VERBES IRRÉGULIERS

Les verbes irréguliers anglais donnés pour titre aux triptyques que peint Heidi Wood sont des indices précieux pour comprendre mieux, sur le mode analogique, la grande complexité des tableaux qu’elle réalise, aux apparences doucement abstraites et décoratives.

Chaque volet de cette série précisément intitulée « Irregular Verbs », se compose de trois tableaux de formats identiques, souvent petits ou de taille moyenne, sur lesquels sont posées des formes traitées en aplats, vaguement évocatrice des abstractions historiques. Les rapports de couleur souvent sourds, jamais faciles, ainsi que les tissus d’ameublement parfois utilisé comme support contribuent à l’altération des modèles, au ramollissement des références. Sommeil trompeur !

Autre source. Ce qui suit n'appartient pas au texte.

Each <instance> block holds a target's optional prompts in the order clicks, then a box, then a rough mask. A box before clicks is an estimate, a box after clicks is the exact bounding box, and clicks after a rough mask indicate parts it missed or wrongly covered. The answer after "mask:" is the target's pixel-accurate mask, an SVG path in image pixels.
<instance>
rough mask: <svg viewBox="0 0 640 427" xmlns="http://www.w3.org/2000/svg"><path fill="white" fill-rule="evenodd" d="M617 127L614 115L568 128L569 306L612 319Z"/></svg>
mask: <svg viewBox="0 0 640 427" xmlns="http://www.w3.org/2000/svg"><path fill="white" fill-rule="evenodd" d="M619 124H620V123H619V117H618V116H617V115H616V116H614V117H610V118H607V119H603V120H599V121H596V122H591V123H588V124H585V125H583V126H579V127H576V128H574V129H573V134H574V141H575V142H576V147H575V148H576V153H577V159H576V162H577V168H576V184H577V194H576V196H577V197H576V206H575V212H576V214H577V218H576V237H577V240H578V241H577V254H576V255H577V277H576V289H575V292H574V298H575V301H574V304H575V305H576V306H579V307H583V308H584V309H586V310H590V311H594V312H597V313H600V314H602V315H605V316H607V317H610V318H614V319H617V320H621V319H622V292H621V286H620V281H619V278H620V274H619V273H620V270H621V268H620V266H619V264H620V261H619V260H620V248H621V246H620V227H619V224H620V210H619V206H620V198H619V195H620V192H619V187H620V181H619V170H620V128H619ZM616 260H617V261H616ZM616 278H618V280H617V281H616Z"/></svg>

En effet, ces petites peintures de compagnie sont en réalité de redoutables machines à dérégler le temps et le geste. Et les titres encouragent ce terrible mécanisme.
A l’image du verbe qui lui fait pendant, le triptyque retient ainsi toute narration et scande en trois parties le développement d’une action probable mais coupée dans l’immédiat de toute nécessité de résultat, du moindre rapport au réel. Appliquée à la peinture, la technique du « par cœur » impose une logique mécanique de la mémoire. Telles les deux virgules qui à l’écrit séparent les temps irréguliers de ces verbes d’exceptions, les qualités du traitement à l’huile, la texture trop visible de certains tissus s’efforcent alors de rappeler le présent.

 

Loin des solutions naïvement syntaxiques qui permettent à beaucoup de peindre aujourd’hui, Heidi Wood, en jouant de manière si serrée avec le langage, s’offre les plus simples libertés en peinture.